The Nanny State Says No to Payday Loans

George Leef is the book review editor of The Freeman.

by George Leef

Last year North Carolina became the first state to ban “payday lending.” Payday loans are small short-term loans to provide workers with cash until their next paycheck. The cost is high, reflecting both a substantial risk of nonpayment and the high overhead costs of handling many little transactions. I wouldn’t borrow money that way, but there is enough demand to support thousands of payday-lending stores across the nation, making several million loans per year.

But not in North Carolina.

Pointing to the high cost of borrowing money that way, a coalition of groups claiming to represent the poor stampeded the North Carolina General Assembly into putting all the payday-lending firms out of business. The only reason I’m writing about this now is that the North Carolina Office of the Commissioner of Banks recently felt the need to justify that action with the release of a study purporting to demonstrate that the politicians did the right thing because payday lending “is not missed.” The preposterous lack of logic in this whole exercise cannot pass without comment.

Before we look at the defense that has been given for this nanny-state dictate, we should consider what I call Sowell’s Axiom: You can’t make people better off by taking away options. (It’s named for the economist Thomas Sowell, who first drove this point home to me many years ago.)

Individuals act in ways most likely to further their self-interest. Sometimes a person faces difficult circumstances and has to choose the option that’s least bad, but that doesn’t change the analysis. If he’s out of money and needs cash until his next paycheck, he will consider various alternatives. For a poor individual without easy access to credit, none of them is very good.

With a payday loan, the borrower, after proving he is employed and has a sufficient income stream, writes a check to the lender postdated to his next payday for, say, $300. The lender then gives him, say, $260. The lender cashes the borrower's check on its due date. That is obviously a very high annual rate of interest if you consider the $40 fee for, say, a week's or a month's use of the money, as an interest charge. A payday loan is not an attractive option — unless all your others are worse. No one would do it unless every other course of action looked even costlier.

No Harm Done?

Nevertheless, the North Carolinians who worked to abolish payday lending are eager to say that they didn’t do any harm. A group called the UNC Center for Community Capital undertook a survey about people’s attitudes toward the ban, asking 400 low- and middle-income families in the state how they deal with financial shortfalls. Only 159 reported having had financial troubles that they couldn’t meet out of their regular income. From this small number of responses, those doing the survey concluded that “Payday lending is not missed [because] almost nine out of ten said payday lending was a lsquo;bad thing’ [and] twice as many respondents said the absence of payday lending has had a positive effect on their household than said it has had a negative effect.”

There you have it.

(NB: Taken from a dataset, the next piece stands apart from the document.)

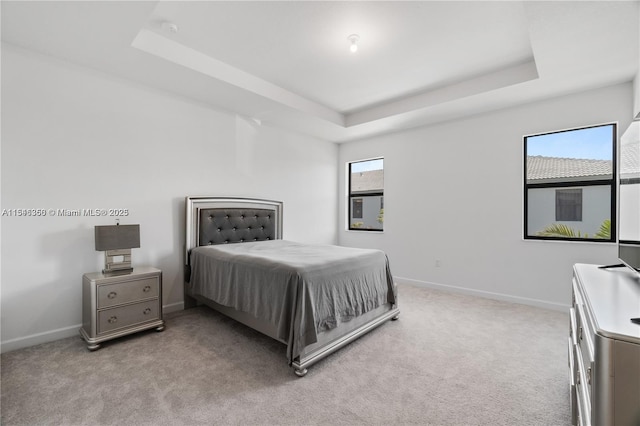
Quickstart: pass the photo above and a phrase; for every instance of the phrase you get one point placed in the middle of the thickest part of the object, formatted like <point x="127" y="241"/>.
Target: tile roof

Most people say payday lending is “bad,” and few miss it now that it has been banned. That surely proves that the state did the right thing in getting rid of it.

Or does it?

Completely forgotten in the rush to justify the ban are the people who said that they think they are worse off for not having this option anymore. Yes, they were a small minority of the respondents, but that is no reason to state that “payday lending is not missed.” An accurate conclusion would instead be, “Payday lending is missed by some people.”

Maybe the silliness of this approach will be apparent if we consider a hypothetical case that parallels it.

Imagine that there’s a group of people in New York who hate opera. They regard it as too costly and time consuming and a bad moral influence. Using their political connections, they succeed in getting the city government to ban live opera productions. Out goes the Met, the Civic Opera, and any other companies.

A year later this group commissions a survey asking 400 New Yorkers if they miss having opera in the city. Since most people don’t care about or even dislike opera, the results come in showing that the overwhelming majority of New Yorkers agree that “Opera is not missed.” Would that justify taking opera away from the, oh, 5 percent who said that they would like to have had the option of going to one?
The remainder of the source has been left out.